Comment by kragen

15 days ago

I'm sorry my comment was so unclear. I'll try to explain in more detail.

1. Cellphones are a kind of personal computer.

2. Numerical computation is something that computers, personal or otherwise, are very good at. Conservatively, your cellphone is ten orders of magnitude faster (ten billion times faster) than you are at tasks like averaging a set of numbers.

3. The spreadsheet user interface is expressive enough for many numerical computations† that are impractical to carry out with more limited user interfaces such as pocket calculators, but it is simple enough to understand that large masses of people can take advantage of that expressivity. (The popularity of VisiCalc on early personal computers such as the Apple ][ is one piece of evidence for this.) It is the "low-code development platform" that inspired all the current no-code and low-code platforms.

4. Such numerical computations are so commonplace in many people's lives that they do them on their cellphones, despite the small display and lack of a keyboard; one reason is that many people have cellphones as their only programmable computers. When they do such complex numerical calculations on their cellphones, they often use spreadsheets to do them.

5. Therefore, we should regard the availability of spreadsheets as a central indicator for the viability of a computer software ecosystem, even on cellphones.

I think all of these claims are obviously correct, stipulating the ones before them, except for #4. As evidence for #4, https://www.youtube.com/watch?v=RCpJ441g-Y4 shows that the Google Sheets app for Android was at the time #7 in their "productivity" category with 793000 ratings and 4.8 stars. https://play.google.com/store/apps/details?id=com.google.and... says that it has been downloaded more than a billion times and has 1.27 million ratings. The fact that people exist who do not use their cellphones for spreadsheets does not constitute evidence against this claim.

What I believe is happening, to elaborate a bit more, is that F-Droid users who need numerical computation that goes beyond what calculator apps can do are mostly just using the Google Sheets app. The radical fringe of F-Droid users like me who do not have Google accounts often make do with Termux programs such as Python, LuaJIT, PARI/GP, bc, Racket, or the C compiler, even though for many purposes a spreadsheet would be much more convenient.

______

† Spreadsheets are also used as simple databases, in fact more frequently than they are used for numerical calculations, but numerical calculations alone are a strong enough argument for my purposes here, and F-Droid does have a number of adequate simple database apps.

I think this just fundamentally does not track, because the vast, vast majority of phone users are not regularly using a spreadsheet app.

When we imagine phone applications, we think messaging, social media, web browsing, and email. That's 99% of stuff people do on their phone.

The statistic of "how many people have this app installed" is fundamentally flawed. Why? Most apps are worthless. Throwaways, single purpose.

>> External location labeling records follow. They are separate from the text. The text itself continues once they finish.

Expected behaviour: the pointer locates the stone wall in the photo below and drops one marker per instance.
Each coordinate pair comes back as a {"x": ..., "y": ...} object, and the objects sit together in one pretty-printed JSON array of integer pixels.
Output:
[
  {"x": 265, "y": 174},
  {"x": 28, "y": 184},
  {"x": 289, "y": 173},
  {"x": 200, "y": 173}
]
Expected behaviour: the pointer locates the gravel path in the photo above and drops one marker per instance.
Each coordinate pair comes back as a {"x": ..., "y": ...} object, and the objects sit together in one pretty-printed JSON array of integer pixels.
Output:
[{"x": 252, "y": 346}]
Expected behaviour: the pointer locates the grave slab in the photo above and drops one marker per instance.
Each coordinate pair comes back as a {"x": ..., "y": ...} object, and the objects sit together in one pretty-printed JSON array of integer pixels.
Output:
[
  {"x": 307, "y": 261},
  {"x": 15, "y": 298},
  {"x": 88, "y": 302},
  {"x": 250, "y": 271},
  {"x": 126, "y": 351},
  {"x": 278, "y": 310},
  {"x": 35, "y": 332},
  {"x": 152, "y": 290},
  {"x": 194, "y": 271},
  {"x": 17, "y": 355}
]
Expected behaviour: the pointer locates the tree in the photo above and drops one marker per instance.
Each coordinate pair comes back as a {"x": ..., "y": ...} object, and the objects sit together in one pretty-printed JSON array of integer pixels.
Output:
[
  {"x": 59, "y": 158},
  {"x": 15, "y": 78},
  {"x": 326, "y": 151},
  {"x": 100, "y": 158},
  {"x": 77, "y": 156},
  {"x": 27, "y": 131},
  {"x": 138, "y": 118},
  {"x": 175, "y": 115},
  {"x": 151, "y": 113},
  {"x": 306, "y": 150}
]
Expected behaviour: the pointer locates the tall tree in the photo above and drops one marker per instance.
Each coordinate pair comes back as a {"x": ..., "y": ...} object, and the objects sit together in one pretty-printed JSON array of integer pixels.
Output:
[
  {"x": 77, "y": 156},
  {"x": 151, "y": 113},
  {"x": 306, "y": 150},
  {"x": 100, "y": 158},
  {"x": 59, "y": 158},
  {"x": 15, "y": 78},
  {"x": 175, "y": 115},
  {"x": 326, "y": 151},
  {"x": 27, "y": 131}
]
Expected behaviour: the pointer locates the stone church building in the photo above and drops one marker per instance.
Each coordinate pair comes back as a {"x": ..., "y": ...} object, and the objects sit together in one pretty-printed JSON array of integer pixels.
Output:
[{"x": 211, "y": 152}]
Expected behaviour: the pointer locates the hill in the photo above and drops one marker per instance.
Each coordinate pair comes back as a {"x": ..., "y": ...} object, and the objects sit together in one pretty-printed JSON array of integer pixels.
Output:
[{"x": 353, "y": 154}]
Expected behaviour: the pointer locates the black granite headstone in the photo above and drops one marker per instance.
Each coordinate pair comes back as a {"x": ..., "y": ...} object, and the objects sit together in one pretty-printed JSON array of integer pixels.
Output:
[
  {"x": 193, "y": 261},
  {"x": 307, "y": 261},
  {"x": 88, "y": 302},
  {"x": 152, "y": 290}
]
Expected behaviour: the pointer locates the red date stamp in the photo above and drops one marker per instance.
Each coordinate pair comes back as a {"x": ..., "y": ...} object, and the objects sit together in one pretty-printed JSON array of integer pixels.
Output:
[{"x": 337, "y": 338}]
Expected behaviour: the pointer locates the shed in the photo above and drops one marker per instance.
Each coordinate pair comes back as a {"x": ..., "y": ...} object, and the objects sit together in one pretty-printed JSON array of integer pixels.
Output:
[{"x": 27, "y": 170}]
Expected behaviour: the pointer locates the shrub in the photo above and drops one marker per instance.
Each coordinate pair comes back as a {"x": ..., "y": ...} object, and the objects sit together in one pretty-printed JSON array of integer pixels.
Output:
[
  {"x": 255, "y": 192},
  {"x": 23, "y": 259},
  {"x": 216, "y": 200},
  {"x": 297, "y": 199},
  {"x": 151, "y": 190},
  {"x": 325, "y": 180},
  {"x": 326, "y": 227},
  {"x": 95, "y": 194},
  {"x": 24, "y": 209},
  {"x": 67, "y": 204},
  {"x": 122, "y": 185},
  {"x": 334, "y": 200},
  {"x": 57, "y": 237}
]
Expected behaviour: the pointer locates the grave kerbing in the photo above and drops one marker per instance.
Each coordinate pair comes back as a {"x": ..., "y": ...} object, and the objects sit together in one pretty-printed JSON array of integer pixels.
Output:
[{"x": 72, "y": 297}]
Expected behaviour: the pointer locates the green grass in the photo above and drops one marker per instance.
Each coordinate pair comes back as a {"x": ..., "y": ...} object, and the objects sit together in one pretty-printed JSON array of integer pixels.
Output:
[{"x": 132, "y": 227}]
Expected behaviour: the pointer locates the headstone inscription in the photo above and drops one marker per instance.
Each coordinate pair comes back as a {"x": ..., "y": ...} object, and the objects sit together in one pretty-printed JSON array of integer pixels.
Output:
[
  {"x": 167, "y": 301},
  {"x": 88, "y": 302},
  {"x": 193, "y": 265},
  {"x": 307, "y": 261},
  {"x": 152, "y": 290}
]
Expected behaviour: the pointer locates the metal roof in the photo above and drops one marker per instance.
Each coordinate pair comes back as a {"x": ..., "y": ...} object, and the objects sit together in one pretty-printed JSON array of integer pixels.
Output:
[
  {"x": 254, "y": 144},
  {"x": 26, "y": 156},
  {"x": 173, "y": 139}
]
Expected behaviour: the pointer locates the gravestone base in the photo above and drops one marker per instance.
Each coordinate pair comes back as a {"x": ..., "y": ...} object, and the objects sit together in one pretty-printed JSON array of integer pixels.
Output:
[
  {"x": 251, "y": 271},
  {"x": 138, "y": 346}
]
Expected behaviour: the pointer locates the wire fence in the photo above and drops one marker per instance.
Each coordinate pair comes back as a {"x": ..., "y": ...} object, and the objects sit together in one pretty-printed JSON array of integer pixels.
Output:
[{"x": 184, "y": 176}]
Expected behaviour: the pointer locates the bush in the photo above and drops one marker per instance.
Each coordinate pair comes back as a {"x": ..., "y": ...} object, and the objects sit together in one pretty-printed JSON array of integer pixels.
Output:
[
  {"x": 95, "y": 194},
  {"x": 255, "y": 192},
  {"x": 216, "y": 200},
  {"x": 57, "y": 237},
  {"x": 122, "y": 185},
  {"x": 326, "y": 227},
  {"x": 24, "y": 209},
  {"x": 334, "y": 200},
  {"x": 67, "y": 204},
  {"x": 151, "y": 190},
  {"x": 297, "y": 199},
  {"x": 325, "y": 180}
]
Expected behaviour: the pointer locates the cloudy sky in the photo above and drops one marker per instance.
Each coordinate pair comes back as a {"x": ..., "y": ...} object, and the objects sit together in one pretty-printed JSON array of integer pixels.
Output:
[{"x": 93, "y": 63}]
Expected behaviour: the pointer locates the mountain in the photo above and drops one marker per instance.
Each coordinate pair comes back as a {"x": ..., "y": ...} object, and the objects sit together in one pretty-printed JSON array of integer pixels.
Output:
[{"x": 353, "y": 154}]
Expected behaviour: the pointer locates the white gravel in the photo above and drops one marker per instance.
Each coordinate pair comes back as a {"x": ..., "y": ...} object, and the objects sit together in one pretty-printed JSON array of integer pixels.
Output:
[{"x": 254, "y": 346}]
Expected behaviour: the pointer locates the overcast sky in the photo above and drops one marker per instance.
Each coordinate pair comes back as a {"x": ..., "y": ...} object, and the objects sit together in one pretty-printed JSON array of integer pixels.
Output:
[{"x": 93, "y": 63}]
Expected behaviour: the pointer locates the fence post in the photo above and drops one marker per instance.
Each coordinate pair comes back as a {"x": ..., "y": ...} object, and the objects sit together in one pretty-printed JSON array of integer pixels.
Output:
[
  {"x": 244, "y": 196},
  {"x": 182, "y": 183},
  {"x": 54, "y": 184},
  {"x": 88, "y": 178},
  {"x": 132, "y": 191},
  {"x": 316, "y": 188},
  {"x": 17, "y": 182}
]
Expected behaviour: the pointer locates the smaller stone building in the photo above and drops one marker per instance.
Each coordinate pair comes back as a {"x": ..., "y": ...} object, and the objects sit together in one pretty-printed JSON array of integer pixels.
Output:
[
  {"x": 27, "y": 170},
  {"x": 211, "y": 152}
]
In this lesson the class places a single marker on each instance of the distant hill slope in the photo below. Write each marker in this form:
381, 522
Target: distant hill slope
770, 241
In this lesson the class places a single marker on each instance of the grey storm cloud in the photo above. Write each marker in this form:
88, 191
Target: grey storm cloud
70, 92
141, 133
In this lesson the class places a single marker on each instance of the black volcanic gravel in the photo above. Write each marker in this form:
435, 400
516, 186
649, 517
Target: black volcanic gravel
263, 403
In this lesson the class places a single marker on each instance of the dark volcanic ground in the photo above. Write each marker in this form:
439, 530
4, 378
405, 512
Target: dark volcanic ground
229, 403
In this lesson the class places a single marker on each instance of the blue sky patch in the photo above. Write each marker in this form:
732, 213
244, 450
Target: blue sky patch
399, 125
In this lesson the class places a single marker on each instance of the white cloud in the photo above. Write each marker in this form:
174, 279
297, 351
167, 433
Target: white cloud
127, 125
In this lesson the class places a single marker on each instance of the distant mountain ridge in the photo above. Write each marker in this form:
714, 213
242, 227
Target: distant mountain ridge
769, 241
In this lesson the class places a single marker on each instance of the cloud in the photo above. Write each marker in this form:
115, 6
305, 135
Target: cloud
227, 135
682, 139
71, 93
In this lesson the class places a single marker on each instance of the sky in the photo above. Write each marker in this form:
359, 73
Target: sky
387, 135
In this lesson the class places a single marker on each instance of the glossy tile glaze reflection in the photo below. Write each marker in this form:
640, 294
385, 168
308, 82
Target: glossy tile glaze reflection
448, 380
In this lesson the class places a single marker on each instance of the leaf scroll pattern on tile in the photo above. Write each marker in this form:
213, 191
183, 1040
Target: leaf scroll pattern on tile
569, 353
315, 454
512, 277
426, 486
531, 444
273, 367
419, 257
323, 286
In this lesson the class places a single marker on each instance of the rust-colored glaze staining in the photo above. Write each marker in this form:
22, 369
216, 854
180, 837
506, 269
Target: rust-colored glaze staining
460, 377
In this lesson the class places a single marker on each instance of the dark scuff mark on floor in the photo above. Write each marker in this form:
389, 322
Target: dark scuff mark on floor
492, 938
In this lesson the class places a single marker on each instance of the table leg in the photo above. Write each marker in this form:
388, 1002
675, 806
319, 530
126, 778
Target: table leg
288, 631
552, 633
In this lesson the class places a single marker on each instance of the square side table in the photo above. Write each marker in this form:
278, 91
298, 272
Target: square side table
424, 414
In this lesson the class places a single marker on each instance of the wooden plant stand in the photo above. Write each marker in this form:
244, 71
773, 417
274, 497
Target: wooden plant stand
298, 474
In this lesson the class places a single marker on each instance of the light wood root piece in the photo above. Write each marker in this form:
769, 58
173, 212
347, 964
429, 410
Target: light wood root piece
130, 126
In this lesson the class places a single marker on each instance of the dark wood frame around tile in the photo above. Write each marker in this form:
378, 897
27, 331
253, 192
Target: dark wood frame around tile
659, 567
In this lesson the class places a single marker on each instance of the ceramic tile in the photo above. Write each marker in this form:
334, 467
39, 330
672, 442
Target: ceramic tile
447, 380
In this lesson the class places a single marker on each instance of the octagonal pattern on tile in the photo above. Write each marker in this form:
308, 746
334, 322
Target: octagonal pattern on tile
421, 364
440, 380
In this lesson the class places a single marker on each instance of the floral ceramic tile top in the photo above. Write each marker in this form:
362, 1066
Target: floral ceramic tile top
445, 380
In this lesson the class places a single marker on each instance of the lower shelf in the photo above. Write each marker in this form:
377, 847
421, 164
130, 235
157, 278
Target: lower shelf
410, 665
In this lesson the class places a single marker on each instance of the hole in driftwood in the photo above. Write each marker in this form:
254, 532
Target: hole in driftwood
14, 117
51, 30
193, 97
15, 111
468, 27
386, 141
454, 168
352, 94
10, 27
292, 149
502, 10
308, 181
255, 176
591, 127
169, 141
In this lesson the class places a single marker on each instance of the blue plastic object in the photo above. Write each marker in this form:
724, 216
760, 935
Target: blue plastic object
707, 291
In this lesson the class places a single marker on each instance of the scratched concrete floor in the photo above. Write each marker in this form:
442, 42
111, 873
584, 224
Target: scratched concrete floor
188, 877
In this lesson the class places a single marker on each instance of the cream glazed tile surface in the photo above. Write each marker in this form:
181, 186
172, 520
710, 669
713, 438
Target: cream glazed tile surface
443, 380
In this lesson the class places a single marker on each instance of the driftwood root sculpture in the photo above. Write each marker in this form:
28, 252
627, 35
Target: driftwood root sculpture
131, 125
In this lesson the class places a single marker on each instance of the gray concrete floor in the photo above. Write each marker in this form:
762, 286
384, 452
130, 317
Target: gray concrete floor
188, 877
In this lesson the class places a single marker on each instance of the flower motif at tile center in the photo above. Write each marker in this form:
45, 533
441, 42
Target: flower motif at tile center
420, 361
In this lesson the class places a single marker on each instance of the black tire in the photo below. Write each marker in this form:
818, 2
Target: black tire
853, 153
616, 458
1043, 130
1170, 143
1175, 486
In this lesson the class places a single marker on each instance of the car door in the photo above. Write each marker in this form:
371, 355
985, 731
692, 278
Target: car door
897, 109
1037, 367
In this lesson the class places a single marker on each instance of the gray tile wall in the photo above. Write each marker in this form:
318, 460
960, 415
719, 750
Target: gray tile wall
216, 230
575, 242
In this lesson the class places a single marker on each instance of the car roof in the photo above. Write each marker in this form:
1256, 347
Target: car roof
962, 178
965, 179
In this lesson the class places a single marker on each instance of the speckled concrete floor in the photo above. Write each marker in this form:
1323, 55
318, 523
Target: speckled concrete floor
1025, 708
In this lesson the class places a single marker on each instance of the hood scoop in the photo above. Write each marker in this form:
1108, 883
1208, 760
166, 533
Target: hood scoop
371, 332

Its entirely possible, and dare I say extremely likely, that people install (or it came installed!) Google sheets for one document that was shared one time, then forgot about it.

  • It seems improbable to me that photography, video recording, video games, phone calls, digital payments, video calls, tethering, and charging the battery would all be outside of that 99%. Possibly you don't know very much about how the vast, vast majority of phone users use their phones, for example because your friends and family aren't typical of Indonesians, Nigerians, Indians, and Chinese people.

    Or because you aren't especially interested in whether what you're saying is true or false, since it is—to me at least—obviously wrong. And you're surely somewhat aware of how atypical your circle of friends is among, for example, either Malaysians or Texans, and probably both.

    • None of those are spreadsheets... And a lot of those are built into the phone. Like phone calls, digital payments, video, photography.

      I just think using spreadsheets as a measure of an application repository for phones is obviously stupid.

      Please bear in mind that things like the playstore aren't android phone stores. They're Android stores. Meaning, they also target tablets and chromebooks.

      Now, I'm sure Google sheets on an android tablet is perfectly mediocre. But I can assure you, on a phone, it is downright painful.